Spiegel: General Hayden, vamos falar sobre o futuro da internet. Você está preocupado?

Hayden: Estou muito preocupado. Este pode ser o efeito mais destrutivo, nos últimos dez meses, do que Snowden revelou. A internet começou nos Estados Unidos e é baseada em tecnologia norte-americana, mas é uma atividade global. Nós, nos Estados Unidos, sentimos que ela reflete um povo livre, ideias livres e comércio livre. Há países que não querem a internet como a conhecemos. Rússia, China, Irã, Arábia Saudita. As revelações de Snowden agora permitem que eles argumentem que nós, norte-americanos, queremos uma internet única e unitária, porque isso nos ajuda a espionar. Meu medo é que as revelações possam desencadear um movimento que acabe ameaçando de fato a internet como a conhecemos.

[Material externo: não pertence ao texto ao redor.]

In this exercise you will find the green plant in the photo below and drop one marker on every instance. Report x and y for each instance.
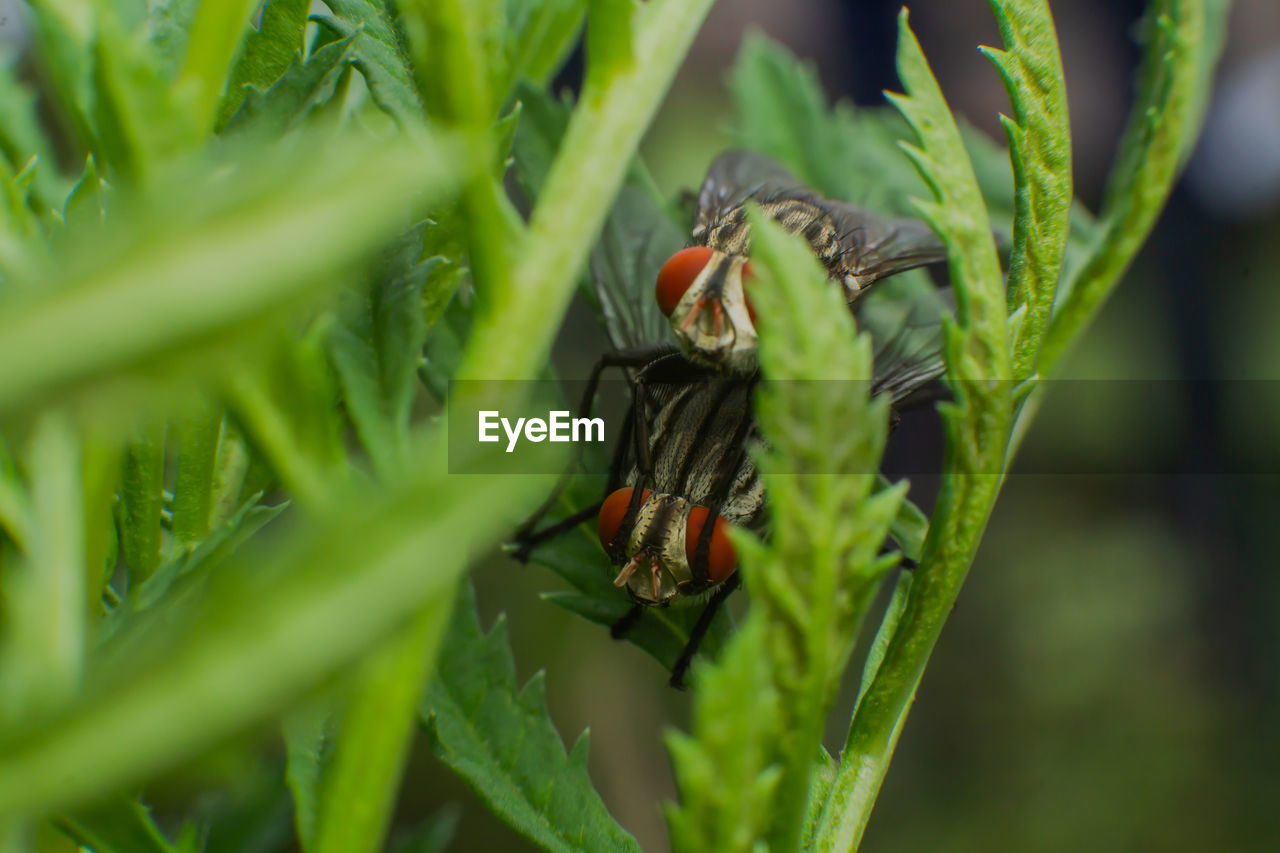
(223, 320)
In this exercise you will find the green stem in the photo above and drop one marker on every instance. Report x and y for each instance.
(378, 721)
(193, 493)
(593, 158)
(215, 39)
(1144, 169)
(960, 519)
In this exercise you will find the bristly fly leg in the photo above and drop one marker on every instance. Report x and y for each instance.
(700, 626)
(525, 538)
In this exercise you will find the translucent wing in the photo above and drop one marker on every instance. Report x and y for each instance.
(906, 338)
(736, 176)
(636, 240)
(873, 246)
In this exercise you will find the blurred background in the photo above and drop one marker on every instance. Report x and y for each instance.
(1109, 678)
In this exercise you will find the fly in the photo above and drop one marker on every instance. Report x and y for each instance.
(704, 288)
(682, 473)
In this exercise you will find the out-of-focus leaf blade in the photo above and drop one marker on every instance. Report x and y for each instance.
(540, 37)
(307, 737)
(379, 55)
(115, 825)
(502, 743)
(21, 138)
(268, 53)
(248, 245)
(301, 90)
(378, 346)
(272, 623)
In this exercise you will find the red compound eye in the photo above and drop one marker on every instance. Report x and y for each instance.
(721, 560)
(612, 511)
(677, 276)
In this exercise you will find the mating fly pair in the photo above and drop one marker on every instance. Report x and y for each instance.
(682, 473)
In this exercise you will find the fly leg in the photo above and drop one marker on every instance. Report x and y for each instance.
(723, 482)
(525, 539)
(526, 542)
(700, 626)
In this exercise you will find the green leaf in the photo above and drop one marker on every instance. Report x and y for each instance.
(543, 121)
(269, 51)
(819, 788)
(141, 502)
(115, 825)
(169, 26)
(376, 349)
(63, 33)
(1040, 145)
(1171, 85)
(45, 602)
(609, 39)
(21, 138)
(600, 140)
(499, 739)
(289, 411)
(910, 525)
(307, 742)
(378, 54)
(579, 559)
(215, 40)
(370, 748)
(781, 110)
(86, 204)
(193, 492)
(140, 115)
(248, 519)
(810, 583)
(726, 779)
(208, 254)
(273, 620)
(840, 150)
(977, 427)
(539, 39)
(304, 89)
(433, 835)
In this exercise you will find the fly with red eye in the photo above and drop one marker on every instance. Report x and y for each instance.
(681, 474)
(703, 290)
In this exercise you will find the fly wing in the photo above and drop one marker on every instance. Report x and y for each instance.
(906, 338)
(736, 176)
(636, 241)
(878, 246)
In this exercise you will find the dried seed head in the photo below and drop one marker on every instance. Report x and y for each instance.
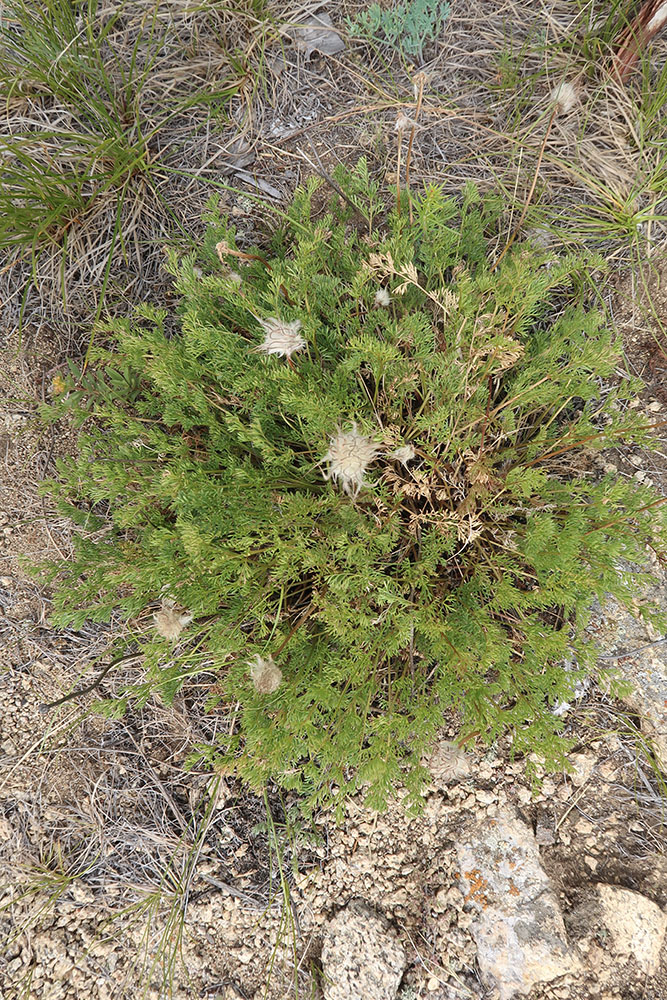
(565, 97)
(281, 338)
(349, 456)
(403, 122)
(222, 249)
(404, 454)
(266, 676)
(169, 622)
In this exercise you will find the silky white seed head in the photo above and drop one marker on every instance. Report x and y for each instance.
(403, 122)
(169, 623)
(565, 97)
(404, 454)
(349, 455)
(265, 675)
(281, 338)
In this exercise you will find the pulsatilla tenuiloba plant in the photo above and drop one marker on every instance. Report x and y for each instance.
(354, 490)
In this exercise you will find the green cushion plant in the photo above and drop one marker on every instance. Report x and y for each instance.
(355, 489)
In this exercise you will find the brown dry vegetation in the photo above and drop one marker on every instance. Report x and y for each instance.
(116, 861)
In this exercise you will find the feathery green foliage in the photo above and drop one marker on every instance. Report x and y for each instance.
(449, 562)
(405, 27)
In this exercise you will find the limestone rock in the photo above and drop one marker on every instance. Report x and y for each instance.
(518, 927)
(361, 956)
(448, 762)
(645, 667)
(636, 924)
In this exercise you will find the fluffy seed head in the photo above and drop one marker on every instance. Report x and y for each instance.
(404, 454)
(349, 455)
(266, 676)
(565, 97)
(280, 337)
(169, 623)
(403, 122)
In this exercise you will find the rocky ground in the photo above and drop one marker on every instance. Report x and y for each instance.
(124, 872)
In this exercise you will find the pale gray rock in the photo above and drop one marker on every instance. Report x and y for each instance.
(448, 762)
(318, 34)
(361, 956)
(518, 927)
(644, 666)
(636, 925)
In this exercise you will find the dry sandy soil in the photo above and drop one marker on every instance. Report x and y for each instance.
(119, 866)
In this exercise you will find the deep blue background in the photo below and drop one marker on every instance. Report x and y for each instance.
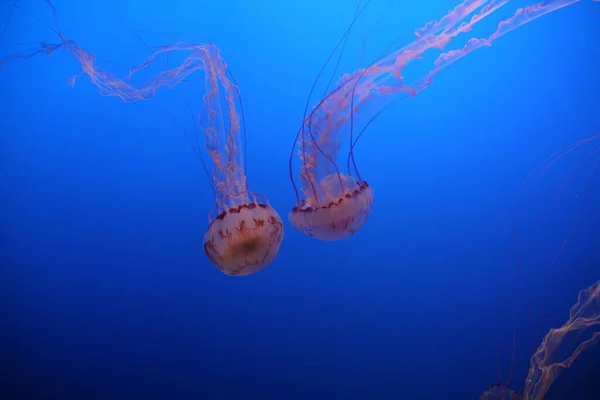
(105, 292)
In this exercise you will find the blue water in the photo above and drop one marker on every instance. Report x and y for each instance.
(105, 292)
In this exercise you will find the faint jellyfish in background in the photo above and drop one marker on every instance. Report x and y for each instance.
(244, 233)
(560, 347)
(333, 203)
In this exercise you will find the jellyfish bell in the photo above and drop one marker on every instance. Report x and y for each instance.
(244, 239)
(338, 213)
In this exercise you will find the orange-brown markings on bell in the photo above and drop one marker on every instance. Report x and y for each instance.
(248, 241)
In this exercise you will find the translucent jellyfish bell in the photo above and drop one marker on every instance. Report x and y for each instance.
(330, 211)
(244, 239)
(340, 212)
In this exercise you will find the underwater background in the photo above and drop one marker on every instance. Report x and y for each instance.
(105, 292)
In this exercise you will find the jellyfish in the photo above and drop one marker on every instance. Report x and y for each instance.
(333, 203)
(559, 349)
(244, 232)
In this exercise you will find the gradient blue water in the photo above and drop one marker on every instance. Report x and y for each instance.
(106, 293)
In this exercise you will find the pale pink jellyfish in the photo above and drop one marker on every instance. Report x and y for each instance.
(559, 349)
(332, 203)
(246, 233)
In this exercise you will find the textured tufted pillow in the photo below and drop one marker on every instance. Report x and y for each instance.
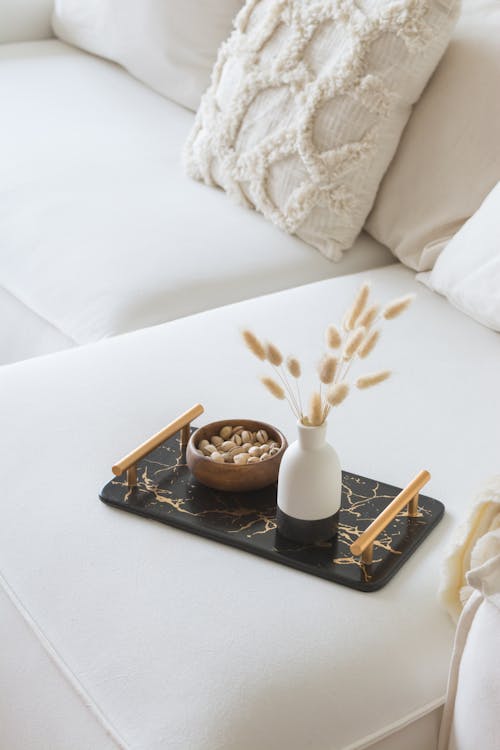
(307, 104)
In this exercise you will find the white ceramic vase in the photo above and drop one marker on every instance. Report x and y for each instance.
(309, 488)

Spiegel: Não são só os russos e chineses que usam esse argumento, mas também os norte-americanos como o fundador do Facebook Mark Zuckerberg. Ele recentemente descreveu o governo dos EUA como uma ameaça para a internet.

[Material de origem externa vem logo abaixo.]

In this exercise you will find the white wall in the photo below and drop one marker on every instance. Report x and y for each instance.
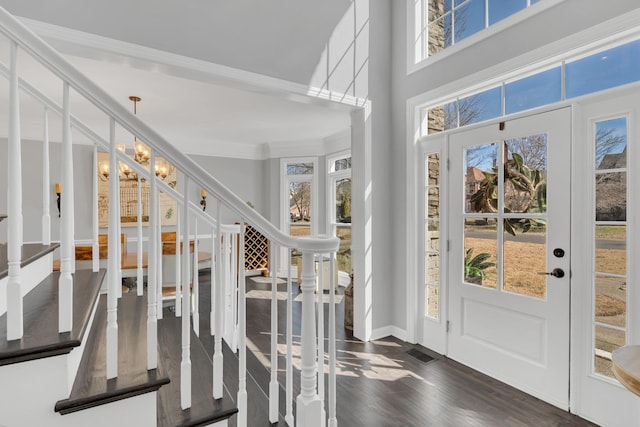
(562, 20)
(245, 177)
(32, 189)
(284, 39)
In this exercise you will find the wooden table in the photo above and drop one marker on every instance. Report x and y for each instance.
(626, 367)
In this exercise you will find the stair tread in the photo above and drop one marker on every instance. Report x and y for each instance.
(41, 337)
(91, 387)
(204, 409)
(30, 253)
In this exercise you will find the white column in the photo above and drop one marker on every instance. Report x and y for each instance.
(178, 304)
(118, 228)
(195, 307)
(320, 308)
(242, 335)
(152, 277)
(233, 263)
(113, 260)
(14, 204)
(333, 420)
(218, 309)
(289, 387)
(274, 387)
(213, 282)
(95, 251)
(309, 410)
(158, 256)
(65, 293)
(46, 183)
(185, 365)
(140, 276)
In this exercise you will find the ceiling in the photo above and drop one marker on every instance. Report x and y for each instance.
(200, 115)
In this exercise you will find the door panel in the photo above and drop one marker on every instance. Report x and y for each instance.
(508, 318)
(606, 303)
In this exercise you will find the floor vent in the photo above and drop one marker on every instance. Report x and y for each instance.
(420, 355)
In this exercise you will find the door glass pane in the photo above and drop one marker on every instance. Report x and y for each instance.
(432, 233)
(611, 253)
(524, 257)
(343, 201)
(611, 196)
(481, 178)
(610, 278)
(525, 174)
(611, 144)
(481, 252)
(607, 340)
(611, 300)
(300, 208)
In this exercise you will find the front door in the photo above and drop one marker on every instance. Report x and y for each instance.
(509, 245)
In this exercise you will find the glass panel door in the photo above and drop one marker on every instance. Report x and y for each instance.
(509, 259)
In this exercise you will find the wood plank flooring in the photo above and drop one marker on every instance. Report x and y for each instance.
(380, 384)
(91, 386)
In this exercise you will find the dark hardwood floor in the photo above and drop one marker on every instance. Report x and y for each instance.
(385, 382)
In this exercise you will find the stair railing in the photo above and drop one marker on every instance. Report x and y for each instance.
(310, 403)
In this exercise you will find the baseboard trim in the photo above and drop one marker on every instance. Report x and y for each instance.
(390, 330)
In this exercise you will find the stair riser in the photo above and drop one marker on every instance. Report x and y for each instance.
(32, 274)
(28, 391)
(75, 356)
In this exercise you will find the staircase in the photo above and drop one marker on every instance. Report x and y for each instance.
(77, 350)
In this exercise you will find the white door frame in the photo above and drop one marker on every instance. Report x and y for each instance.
(594, 397)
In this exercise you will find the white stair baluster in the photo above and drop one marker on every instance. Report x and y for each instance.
(289, 369)
(176, 260)
(309, 411)
(46, 183)
(274, 387)
(152, 262)
(213, 281)
(158, 256)
(14, 200)
(185, 365)
(65, 297)
(218, 362)
(242, 331)
(139, 276)
(95, 247)
(333, 421)
(195, 294)
(113, 260)
(320, 308)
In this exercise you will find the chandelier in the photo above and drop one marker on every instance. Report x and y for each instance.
(141, 154)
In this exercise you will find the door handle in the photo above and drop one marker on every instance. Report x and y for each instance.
(557, 272)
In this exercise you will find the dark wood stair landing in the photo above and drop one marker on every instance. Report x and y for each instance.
(204, 409)
(30, 253)
(41, 338)
(91, 387)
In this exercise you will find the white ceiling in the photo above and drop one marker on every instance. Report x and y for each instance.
(197, 115)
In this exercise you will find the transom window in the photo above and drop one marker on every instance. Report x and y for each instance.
(604, 69)
(442, 23)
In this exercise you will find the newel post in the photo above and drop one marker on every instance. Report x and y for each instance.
(309, 406)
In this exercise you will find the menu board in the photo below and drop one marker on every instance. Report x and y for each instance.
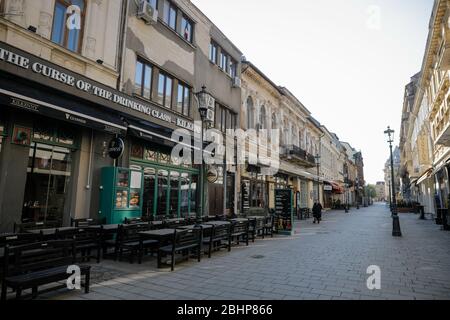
(284, 210)
(136, 179)
(245, 196)
(121, 199)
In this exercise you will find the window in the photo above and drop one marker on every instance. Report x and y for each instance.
(186, 29)
(233, 68)
(262, 118)
(170, 14)
(153, 3)
(143, 80)
(184, 99)
(225, 118)
(250, 113)
(165, 90)
(223, 63)
(61, 34)
(213, 52)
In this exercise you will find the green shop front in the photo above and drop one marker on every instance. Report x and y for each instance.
(54, 159)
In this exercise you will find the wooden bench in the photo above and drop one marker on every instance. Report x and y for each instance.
(129, 241)
(86, 222)
(183, 241)
(220, 237)
(33, 265)
(86, 242)
(23, 227)
(14, 240)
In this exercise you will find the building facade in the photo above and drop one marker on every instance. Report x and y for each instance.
(425, 122)
(57, 63)
(96, 95)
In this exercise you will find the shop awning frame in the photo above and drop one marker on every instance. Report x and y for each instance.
(66, 112)
(425, 176)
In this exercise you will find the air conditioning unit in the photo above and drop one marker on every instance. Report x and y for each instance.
(236, 82)
(147, 13)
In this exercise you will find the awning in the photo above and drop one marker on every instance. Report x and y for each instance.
(336, 187)
(425, 176)
(156, 134)
(60, 107)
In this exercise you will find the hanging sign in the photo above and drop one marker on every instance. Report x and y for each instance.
(212, 175)
(115, 148)
(284, 211)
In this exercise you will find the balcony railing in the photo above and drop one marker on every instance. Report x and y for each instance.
(297, 155)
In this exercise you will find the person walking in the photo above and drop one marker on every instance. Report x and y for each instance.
(317, 212)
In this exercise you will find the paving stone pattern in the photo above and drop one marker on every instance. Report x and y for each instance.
(321, 262)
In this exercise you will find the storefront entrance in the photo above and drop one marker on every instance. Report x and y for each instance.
(169, 189)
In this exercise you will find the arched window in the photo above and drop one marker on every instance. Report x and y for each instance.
(68, 23)
(263, 118)
(250, 113)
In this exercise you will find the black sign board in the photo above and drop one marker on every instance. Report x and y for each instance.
(115, 148)
(284, 210)
(245, 190)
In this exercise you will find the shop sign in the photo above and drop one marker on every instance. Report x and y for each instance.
(115, 148)
(84, 85)
(284, 210)
(212, 175)
(245, 191)
(21, 135)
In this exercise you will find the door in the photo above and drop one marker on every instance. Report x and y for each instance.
(216, 199)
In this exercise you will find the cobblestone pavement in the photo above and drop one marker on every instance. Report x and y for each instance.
(327, 261)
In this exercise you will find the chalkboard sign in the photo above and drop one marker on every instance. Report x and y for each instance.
(284, 210)
(245, 196)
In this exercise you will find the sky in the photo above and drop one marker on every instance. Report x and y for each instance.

Hayden: Quanto mais pessoas como ele dizem isso, mais isso fortalece indiretamente esses outros argumentos. Os russos e os chineses não estão dizendo isso para se proteger contra uma suposta espionagem norte-americana. Eles estão dizendo isso porque não gostam da liberdade de discurso da internet. Seu objetivo é dividir a internet em domínios nacionais e criar barreiras no ciberespaço. Esta é a última coisa que Zuckerberg gostaria que acontecesse.

Spiegel: Por um lado, os Estados Unidos promovem a internet como uma ferramenta de liberdade. Por outro, para muitas pessoas ela agora parece uma ferramenta de vigilância.

Hayden: Estou muito disposto a discutir o que o meu país fez ou não, mas isso precisa ser baseado em fatos. Deixe-me primeiro apontar que a NSA não monitora o que todos os norte-americanos fazem na internet. A NSA não checa o que vai para qual site. Mas essas crenças estão por aí agora.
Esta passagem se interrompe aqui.